Session Recording: The Audit Trail Angle

Every tool call is automatically recorded and exportable as runnable WebDriverIO JavaScript. For teams using Facio as their agent runtime, this creates a natural handoff:

  1. Your agent automates a test flow via WebDriverIO MCP
  2. Facio captures every tool call in its audit trail
  3. The session recording exports as executable JS you can commit to your test suite

This closes the loop from agent-driven exploration to deterministic, repeatable CI tests — with full traceability at every step.

Facio Integration

{
  "mcpServers": {
    "wdio-mcp": {
      "command": "npx",
      "args": ["-y", "@wdio/mcp@latest"]
    }
  }
}

For BrowserStack real-device testing:

{
  "mcpServers": {
    "wdio-mcp": {
      "command": "npx",
      "args": ["-y", "@wdio/mcp@latest"],
      "env": {
        "BROWSERSTACK_USERNAME": "${credentials.BROWSERSTACK_USERNAME}",
        "BROWSERSTACK_ACCESS_KEY": "${credentials.BROWSERSTACK_ACCESS_KEY}"
      }
    }
  }
}

For HTTP transport (Facio agents running in containerized environments that can't spawn subprocesses):

npx @wdio/mcp --http --port 3000 --allowedOrigins "*"

Then configure the MCP endpoint as http://localhost:3000/mcp.

Quickstart Examples

Browser automation:

"Open Chrome headless and navigate to https://webdriver.io.
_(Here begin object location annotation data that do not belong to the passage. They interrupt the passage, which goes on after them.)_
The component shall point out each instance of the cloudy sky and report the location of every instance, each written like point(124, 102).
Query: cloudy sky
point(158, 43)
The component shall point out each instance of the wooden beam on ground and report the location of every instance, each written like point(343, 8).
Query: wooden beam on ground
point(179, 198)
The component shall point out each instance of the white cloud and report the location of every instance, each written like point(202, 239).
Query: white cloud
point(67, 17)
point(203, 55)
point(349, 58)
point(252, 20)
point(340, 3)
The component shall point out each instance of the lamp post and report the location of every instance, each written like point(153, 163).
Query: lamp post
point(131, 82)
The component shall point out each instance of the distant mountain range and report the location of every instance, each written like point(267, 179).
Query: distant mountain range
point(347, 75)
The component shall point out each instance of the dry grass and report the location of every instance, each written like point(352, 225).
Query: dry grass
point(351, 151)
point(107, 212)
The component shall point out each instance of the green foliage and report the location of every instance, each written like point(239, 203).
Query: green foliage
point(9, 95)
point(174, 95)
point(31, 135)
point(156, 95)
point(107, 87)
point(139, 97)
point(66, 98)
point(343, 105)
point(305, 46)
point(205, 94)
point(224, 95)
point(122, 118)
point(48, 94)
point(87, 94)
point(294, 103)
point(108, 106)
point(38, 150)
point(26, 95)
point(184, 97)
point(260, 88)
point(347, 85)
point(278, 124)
Take a screenshot, find all visible links in the nav bar, and check if the 'Get Started' button is present."

Mobile web testing with device emulation:

"Start a Chrome session, emulate an iPhone 15, navigate to our checkout page, and take a screenshot at 390×844."

Native iOS app testing:

"Start my iOS app on the iPhone 15 simulator. Tap the login button, type 'test@example.com' into the email field, swipe up to scroll to the submit button, and take a screenshot."
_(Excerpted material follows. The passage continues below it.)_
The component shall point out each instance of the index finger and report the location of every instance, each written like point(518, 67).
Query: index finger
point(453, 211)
Hybrid app context switching:

"Launch the app on Android. Check available contexts, switch to WEBVIEW_com.myapp, find the search input, and type 'test query'."
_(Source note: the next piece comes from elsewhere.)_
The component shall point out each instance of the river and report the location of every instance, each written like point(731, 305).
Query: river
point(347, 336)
BrowserStack on real device:

"Start a BrowserStack session on a Samsung Galaxy S23 running Android 13, upload my app .apk, install it, and run through the signup flow."

When to Choose WebDriverIO MCP

WebDriverIO MCP is the right choice when:

  • You need mobile + browser from a single MCP server, not two separate ones
  • You're already in the WebDriverIO ecosystem and want session recordings to feed into your test suite
  • You need real-device testing via BrowserStack without switching toolchains
  • Your agent needs Appium-level device control (geolocation, rotation, keyboard, app lifecycle) — not just viewport emulation

For pure browser-only workflows, simpler alternatives exist. But for cross-platform test automation driven by an AI agent, WebDriverIO MCP is the most complete option available today.

Bottom Line

WebDriverIO MCP packs 34 tools across browsers and mobile platforms into a single, actively maintained package from a team that's been building test automation for over a decade. The session recording feature — combined with Facio's built-in audit trail — creates a clean path from agent-driven exploration to reproducible CI tests.

At npx -y @wdio/mcp@latest, it's zero-config evaluation. Just add the JSON and ask your agent to open a browser.


MCP Spotlight is a series covering servers that give AI agents real capabilities. Every server is evaluated for tool quality, cross-platform reach, and integration fit with Facio's HITL-first agent runtime.